Senggolan bahu dari Karin menyentak tubuh Rea.

"Mikirin apaaa, hayooo?"

"Nggak mikirin apa-apa," geleng Rea sambil menyeruput minumannya dan berpura-pura bersikap santai-santai saja seolah tidak terjadi apa-apa. Ngapain juga dia harus memikirkan cowok itu? Memang seharusnya jeruji besi tempat aslinya, kan? Dari awal saja sudah jelas kalau cowok itu adalah cowok yang tidak benar.

"Nata nggak hadir hari ini? Atau... dia bolos lagi?" tanya Karin penasaran karena setalah dia bolak-balik kelas Rea, tidak mendapati ransel atau tanda-tanda keberadaan penghuni sebelah tempat gadis itu duduk. Ini memang bukan yang pertama kali, tapi Karin sebenarnya hanya ingin berbasa-basi saja karena tidak ada topik.

"Ya iyalah... orang dia pagi-pagi tadi ditahan polisi."

"WHAT?!" Karin terlalu terkejut untuk bereaksi. "Ditangkep maksud lo? Dia salah apa? Kok lo bisa tahu?" Dia menormalkan suaranya, lalu tiba-tiba tersenyum lebar menyadari sesuatu. "Ohhh, pantes... dari tadi ngelamun mulu. Ternyata mikirin Nata, to? Ha-ha-ha." Karin menepuk bahu Rea sambil tertawa membentuk suku kata.

Rea meliriknya sinis. "Siapa juga yang mikirin dia? Ya justru gue seneng. Kriminal Abipraya akhirnya ketangkep juga." Dia tersenyum puas mengingat kejadian tadi pagi.

Karin menatapnya penuh selidik. "Udah gila lo. Orang lagi susah malah diketawain. Kasihan tahu!"

"Ya salah sendiri. Tujuan mau sekolah malah tawuran. Yang lebih kasihannya lagi, tuh, orang tuanya. Kapok tuh anak dimarahin habis-habisan pasti."

Karin geleng-geleng tidak habis pikir saat melihat Rea tertawa, menertawakan orang yang tengah terkena musibah. "Masalahnya, lo tahu nggak siapa orangtuanya? Lo, kan, pernah jalan sama Nata? Besar kemungkinan lo diceritain dong sama dia, siapa orang tuanya?"

Rea memiringkan kepalanya. "Ng...gak, tuh? Emangnya nggak ada yang tahu?"

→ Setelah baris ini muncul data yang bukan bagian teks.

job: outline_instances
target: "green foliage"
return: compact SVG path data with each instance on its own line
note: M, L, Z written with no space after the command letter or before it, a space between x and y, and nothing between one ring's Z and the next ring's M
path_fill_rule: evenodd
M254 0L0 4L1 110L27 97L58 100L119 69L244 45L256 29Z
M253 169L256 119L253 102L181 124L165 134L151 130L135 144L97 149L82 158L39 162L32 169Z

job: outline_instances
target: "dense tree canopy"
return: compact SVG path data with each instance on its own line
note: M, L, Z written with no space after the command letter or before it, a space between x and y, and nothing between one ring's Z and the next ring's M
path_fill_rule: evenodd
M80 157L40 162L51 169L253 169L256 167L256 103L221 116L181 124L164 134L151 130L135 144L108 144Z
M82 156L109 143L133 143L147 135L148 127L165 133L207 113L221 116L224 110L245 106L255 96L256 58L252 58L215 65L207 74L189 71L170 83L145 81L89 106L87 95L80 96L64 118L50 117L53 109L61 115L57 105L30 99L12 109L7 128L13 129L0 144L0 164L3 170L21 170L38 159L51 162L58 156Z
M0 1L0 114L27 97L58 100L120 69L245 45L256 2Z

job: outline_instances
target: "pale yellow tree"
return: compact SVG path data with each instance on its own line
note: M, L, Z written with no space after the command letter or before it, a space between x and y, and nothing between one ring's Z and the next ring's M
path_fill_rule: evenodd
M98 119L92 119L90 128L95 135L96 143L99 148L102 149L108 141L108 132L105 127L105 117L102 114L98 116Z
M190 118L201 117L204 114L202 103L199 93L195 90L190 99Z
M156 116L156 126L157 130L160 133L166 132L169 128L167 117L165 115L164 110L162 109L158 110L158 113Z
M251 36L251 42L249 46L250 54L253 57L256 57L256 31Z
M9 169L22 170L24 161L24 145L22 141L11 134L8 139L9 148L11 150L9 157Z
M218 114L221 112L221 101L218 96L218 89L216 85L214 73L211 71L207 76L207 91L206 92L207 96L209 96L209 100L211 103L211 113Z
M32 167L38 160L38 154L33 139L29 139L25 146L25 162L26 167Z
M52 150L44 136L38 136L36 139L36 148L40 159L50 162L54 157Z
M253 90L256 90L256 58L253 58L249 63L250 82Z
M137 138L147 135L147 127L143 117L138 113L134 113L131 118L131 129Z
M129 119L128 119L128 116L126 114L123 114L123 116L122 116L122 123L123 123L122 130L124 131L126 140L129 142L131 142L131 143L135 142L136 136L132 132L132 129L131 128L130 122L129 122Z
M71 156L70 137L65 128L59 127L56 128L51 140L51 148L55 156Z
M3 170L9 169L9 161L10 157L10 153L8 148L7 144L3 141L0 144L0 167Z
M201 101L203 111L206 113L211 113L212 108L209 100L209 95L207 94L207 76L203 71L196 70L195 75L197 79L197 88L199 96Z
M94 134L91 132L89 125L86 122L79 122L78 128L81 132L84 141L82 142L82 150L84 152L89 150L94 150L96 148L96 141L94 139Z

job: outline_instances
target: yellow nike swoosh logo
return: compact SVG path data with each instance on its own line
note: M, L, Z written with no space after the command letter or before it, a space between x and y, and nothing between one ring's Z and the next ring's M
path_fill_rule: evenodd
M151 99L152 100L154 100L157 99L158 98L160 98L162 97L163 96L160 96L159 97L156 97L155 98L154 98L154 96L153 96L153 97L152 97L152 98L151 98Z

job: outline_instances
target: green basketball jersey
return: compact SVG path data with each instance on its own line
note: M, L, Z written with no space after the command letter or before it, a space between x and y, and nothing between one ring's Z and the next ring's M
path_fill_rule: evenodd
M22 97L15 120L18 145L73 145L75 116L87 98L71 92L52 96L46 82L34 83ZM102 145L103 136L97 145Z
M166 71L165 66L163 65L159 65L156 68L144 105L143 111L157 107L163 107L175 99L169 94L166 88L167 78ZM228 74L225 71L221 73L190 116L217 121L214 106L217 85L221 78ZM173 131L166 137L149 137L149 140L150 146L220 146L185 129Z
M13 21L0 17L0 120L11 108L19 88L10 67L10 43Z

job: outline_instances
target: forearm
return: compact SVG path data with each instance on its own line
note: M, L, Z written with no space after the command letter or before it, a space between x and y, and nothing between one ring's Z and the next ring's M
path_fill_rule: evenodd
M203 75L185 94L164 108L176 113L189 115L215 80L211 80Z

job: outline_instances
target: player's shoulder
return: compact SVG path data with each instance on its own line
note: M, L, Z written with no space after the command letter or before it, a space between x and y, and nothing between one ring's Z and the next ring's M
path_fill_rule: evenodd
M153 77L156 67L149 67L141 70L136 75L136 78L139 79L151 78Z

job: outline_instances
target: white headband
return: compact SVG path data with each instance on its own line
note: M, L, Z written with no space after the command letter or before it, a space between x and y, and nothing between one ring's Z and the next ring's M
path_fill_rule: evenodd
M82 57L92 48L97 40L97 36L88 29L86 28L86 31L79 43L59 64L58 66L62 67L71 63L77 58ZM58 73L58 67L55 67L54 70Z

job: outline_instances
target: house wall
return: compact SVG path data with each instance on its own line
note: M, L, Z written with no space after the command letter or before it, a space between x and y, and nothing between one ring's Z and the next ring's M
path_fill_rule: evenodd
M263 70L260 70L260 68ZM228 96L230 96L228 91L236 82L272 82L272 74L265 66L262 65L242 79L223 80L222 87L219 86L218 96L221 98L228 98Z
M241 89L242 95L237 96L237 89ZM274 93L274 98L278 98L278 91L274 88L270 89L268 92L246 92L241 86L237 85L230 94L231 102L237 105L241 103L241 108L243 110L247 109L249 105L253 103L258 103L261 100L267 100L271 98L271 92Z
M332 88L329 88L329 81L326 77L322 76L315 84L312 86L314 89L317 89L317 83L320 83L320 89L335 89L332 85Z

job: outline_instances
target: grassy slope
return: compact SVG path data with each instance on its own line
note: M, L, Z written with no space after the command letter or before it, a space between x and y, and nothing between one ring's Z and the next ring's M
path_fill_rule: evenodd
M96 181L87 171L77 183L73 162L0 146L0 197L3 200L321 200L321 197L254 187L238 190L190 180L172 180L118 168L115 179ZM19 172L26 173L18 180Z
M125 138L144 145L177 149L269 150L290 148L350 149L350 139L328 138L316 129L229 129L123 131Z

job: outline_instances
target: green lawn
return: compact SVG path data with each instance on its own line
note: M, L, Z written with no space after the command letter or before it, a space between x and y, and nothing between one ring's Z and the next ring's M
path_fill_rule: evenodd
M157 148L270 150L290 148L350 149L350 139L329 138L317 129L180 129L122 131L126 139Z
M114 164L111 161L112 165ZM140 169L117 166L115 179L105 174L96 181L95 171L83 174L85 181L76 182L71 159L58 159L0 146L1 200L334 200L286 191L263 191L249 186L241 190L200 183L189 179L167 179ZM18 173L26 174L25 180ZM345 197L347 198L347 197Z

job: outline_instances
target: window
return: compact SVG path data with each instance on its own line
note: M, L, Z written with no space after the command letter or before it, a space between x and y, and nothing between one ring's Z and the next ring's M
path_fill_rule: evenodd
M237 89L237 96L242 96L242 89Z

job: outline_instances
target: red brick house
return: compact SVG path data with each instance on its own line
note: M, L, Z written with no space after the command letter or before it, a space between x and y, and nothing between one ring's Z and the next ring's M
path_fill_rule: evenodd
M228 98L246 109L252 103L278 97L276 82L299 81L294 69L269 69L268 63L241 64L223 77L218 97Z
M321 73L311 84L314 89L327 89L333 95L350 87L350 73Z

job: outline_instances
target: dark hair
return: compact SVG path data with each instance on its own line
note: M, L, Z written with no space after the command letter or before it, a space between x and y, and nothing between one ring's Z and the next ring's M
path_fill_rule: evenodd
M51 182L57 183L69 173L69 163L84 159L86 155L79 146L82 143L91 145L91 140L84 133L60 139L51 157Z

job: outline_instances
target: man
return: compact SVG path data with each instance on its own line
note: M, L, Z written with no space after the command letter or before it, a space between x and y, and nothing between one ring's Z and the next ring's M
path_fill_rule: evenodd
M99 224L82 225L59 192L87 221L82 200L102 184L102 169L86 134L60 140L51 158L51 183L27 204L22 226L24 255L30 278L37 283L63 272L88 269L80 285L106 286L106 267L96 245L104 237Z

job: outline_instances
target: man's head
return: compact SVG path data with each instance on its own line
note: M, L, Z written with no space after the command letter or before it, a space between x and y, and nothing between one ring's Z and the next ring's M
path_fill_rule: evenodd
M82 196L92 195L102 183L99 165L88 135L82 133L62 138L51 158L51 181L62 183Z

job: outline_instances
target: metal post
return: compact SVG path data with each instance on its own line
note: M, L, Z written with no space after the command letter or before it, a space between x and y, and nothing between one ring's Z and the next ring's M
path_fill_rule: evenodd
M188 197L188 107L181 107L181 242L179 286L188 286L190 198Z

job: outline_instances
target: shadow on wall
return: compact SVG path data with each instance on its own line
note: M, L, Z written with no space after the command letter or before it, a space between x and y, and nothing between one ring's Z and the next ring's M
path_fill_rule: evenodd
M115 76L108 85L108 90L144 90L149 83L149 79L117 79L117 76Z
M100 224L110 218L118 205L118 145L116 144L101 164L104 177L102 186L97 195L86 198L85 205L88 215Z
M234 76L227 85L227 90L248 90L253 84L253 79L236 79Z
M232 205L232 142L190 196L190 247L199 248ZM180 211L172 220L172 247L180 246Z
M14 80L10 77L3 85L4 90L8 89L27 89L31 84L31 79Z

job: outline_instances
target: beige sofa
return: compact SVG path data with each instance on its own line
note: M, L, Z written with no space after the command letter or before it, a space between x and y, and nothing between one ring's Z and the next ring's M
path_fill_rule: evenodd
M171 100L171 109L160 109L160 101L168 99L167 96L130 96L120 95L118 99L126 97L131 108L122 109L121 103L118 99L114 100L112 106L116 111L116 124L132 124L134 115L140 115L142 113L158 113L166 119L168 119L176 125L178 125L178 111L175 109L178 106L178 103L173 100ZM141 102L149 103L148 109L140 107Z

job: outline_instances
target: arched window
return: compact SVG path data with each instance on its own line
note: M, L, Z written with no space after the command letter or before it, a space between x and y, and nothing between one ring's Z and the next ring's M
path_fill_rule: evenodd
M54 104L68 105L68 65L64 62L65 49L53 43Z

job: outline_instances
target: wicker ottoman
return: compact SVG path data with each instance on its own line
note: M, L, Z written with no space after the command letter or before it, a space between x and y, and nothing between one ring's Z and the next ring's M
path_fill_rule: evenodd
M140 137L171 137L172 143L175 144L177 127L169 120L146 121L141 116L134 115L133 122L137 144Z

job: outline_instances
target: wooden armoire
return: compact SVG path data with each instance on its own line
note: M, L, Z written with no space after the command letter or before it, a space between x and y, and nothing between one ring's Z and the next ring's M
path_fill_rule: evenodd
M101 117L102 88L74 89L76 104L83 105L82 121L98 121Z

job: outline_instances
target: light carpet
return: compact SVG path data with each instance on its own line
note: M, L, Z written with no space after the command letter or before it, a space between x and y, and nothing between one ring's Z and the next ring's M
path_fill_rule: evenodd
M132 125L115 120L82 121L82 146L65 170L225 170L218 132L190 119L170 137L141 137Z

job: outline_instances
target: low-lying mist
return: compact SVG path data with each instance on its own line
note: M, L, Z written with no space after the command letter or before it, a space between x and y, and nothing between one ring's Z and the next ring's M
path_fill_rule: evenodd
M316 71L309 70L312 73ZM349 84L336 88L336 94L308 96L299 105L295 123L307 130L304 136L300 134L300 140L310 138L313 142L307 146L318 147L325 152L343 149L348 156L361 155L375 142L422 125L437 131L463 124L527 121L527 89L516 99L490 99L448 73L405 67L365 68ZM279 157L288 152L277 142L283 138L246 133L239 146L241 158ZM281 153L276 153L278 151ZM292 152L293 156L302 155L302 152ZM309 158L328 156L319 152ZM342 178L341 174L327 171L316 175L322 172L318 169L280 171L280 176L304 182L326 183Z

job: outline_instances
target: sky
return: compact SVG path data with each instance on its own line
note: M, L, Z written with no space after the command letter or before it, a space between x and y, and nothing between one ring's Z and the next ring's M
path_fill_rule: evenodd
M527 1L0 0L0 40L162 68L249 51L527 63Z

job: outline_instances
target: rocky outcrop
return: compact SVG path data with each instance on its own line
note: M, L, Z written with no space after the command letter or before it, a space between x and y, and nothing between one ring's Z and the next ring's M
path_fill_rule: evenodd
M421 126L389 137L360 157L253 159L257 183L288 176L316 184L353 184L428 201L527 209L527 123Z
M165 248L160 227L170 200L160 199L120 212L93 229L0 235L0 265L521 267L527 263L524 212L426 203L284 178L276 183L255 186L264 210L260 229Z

Karin mengangguk-angguk dengan mulut penuh roti isi kacang, menelannya dulu, sebelum menjawab, "Kehidupan dia tuh misterius. Yang lain juga ngerasa gitu. Pas penerimaan raport nggak ada yang dateng ngambil raportnya. Atau kayaknya... dateng terlambat, mungkin... waktu para wali murid lain udah bubar? Seolah privasi banget siapa orangtuanya. Bener-bener nggak ada yang tahu," gelengnya heran. "Gue aja penasaran, apalagi yang lain?"